Korupsi Pajak Desa dan Krisis Kepercayaan

PENAHANAN empat pendamping desa di Kabupaten Cirebon atas dugaan korupsi pajak APBDes menjadi tamparan keras bagi tata kelola pemerintahan desa.
Kasus ini bukan sekadar soal penyalahgunaan kewenangan, melainkan juga cermin rapuhnya sistem pengawasan keuangan desa yang selama ini lebih mengandalkan rasa saling percaya daripada kontrol ketat.
Modus operandi yang dilakukan para pendamping desa menunjukkan pola sistematis. Mereka memanfaatkan ketidaktahuan perangkat desa terkait administrasi pajak untuk menyelewengkan dana hingga miliaran rupiah.

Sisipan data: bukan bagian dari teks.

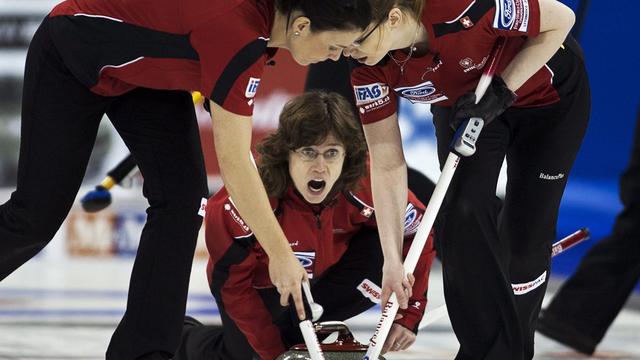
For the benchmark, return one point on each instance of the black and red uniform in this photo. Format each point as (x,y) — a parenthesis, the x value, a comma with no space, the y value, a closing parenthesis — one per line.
(539,135)
(133,61)
(338,245)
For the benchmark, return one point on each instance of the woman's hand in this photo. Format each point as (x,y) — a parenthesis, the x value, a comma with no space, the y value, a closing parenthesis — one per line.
(399,338)
(395,281)
(287,274)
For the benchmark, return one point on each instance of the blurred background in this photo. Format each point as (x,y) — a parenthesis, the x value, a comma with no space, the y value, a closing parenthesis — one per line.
(607,31)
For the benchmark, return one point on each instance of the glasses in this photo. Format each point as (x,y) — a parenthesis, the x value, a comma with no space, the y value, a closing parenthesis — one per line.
(364,37)
(310,154)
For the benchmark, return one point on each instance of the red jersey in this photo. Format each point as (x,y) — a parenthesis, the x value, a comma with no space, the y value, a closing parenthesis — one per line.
(461,34)
(318,235)
(218,47)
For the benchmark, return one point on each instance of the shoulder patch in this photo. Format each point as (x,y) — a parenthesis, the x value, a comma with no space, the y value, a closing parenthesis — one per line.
(512,15)
(412,219)
(369,93)
(424,93)
(252,87)
(231,211)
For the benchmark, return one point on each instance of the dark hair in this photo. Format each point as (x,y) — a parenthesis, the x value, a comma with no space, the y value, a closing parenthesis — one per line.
(330,14)
(308,120)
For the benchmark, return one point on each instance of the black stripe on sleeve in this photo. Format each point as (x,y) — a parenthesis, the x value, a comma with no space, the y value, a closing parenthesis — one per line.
(475,13)
(243,59)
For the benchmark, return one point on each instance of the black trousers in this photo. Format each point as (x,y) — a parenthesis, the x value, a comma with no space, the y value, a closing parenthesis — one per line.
(589,301)
(336,290)
(482,260)
(60,119)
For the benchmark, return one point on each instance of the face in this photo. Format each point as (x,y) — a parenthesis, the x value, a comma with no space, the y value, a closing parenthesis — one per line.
(372,46)
(315,169)
(308,47)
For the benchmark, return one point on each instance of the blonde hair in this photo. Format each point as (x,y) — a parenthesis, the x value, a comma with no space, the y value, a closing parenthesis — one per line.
(380,8)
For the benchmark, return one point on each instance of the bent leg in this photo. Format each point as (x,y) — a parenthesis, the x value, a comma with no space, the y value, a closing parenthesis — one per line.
(60,119)
(160,130)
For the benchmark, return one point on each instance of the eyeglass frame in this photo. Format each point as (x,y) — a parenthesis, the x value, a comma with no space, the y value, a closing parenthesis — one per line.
(305,158)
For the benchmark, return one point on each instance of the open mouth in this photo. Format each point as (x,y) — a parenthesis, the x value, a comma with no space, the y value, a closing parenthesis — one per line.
(316,186)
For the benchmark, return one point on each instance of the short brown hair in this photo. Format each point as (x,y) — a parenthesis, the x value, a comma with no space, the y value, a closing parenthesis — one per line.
(307,120)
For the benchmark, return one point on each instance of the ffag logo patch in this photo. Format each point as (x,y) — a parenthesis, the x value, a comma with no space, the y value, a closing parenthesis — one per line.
(423,93)
(307,260)
(512,15)
(252,88)
(369,93)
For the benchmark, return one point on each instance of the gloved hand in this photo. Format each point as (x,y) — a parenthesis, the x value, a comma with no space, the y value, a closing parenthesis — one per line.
(495,101)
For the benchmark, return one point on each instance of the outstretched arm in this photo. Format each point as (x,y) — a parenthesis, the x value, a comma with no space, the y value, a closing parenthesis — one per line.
(389,189)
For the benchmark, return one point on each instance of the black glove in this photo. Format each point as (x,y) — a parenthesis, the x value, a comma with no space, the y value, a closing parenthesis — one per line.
(495,101)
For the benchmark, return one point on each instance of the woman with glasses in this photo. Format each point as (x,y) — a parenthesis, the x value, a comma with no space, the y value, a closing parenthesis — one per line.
(314,168)
(535,110)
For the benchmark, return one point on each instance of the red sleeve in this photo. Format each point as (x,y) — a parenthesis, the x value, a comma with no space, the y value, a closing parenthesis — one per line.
(231,270)
(418,301)
(231,65)
(515,18)
(375,100)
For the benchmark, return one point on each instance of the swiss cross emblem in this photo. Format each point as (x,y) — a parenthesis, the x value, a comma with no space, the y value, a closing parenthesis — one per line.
(366,211)
(466,22)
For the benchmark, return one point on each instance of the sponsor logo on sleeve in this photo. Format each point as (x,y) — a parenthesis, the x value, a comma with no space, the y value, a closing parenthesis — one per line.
(468,64)
(521,289)
(411,220)
(234,215)
(369,93)
(366,211)
(252,87)
(307,260)
(512,15)
(371,97)
(370,290)
(423,93)
(466,22)
(202,210)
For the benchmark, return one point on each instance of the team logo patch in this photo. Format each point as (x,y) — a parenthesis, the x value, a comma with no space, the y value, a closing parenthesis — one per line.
(411,220)
(466,22)
(307,260)
(521,289)
(512,15)
(202,210)
(370,290)
(369,93)
(424,93)
(366,211)
(468,64)
(252,87)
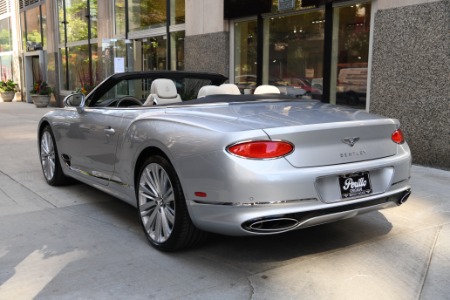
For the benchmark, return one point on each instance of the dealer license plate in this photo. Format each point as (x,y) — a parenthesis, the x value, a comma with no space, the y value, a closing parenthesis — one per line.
(354,185)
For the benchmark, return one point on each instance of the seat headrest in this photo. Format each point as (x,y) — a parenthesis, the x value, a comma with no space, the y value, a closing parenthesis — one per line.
(163,88)
(210,90)
(266,89)
(230,88)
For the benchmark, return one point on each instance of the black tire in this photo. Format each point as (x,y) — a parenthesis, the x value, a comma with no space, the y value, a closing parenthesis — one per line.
(162,207)
(50,163)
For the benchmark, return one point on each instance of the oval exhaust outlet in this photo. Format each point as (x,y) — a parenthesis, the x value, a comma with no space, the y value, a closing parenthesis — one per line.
(272,225)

Dari perspektif hukum, tindakan ini jelas melanggar Undang-Undang Tindak Pidana Korupsi, terutama Pasal 2 dan 3 UU Tipikor, yang mengatur perbuatan memperkaya diri sendiri atau orang lain yang merugikan keuangan negara.
Lebih jauh, perkara ini menyingkap persoalan serius dalam tata kelola desa. Sejak lahirnya Undang-Undang Desa, aliran dana ke desa meningkat tajam. Namun, kesiapan sumber daya manusia dan sistem akuntabilitas sering kali tertinggal.
Hal ini memberi celah bagi pihak-pihak yang seharusnya mendampingi, justru berubah menjadi pelaku penyalahgunaan. Kasus ini juga harus menjadi momentum memperkuat instrumen pengawasan.
Kepercayaan tidak cukup tanpa dibarengi dengan transparansi dan mekanisme kontrol yang berbasis digital serta melibatkan partisipasi publik.
Hukum memang akan menjerat pelaku, namun pencegahan adalah langkah yang lebih utama.
Kita mendukung langkah Kejaksaan Negeri Cirebon yang berani menindak tegas, sekaligus berharap penyidikan tidak berhenti pada empat orang pendamping.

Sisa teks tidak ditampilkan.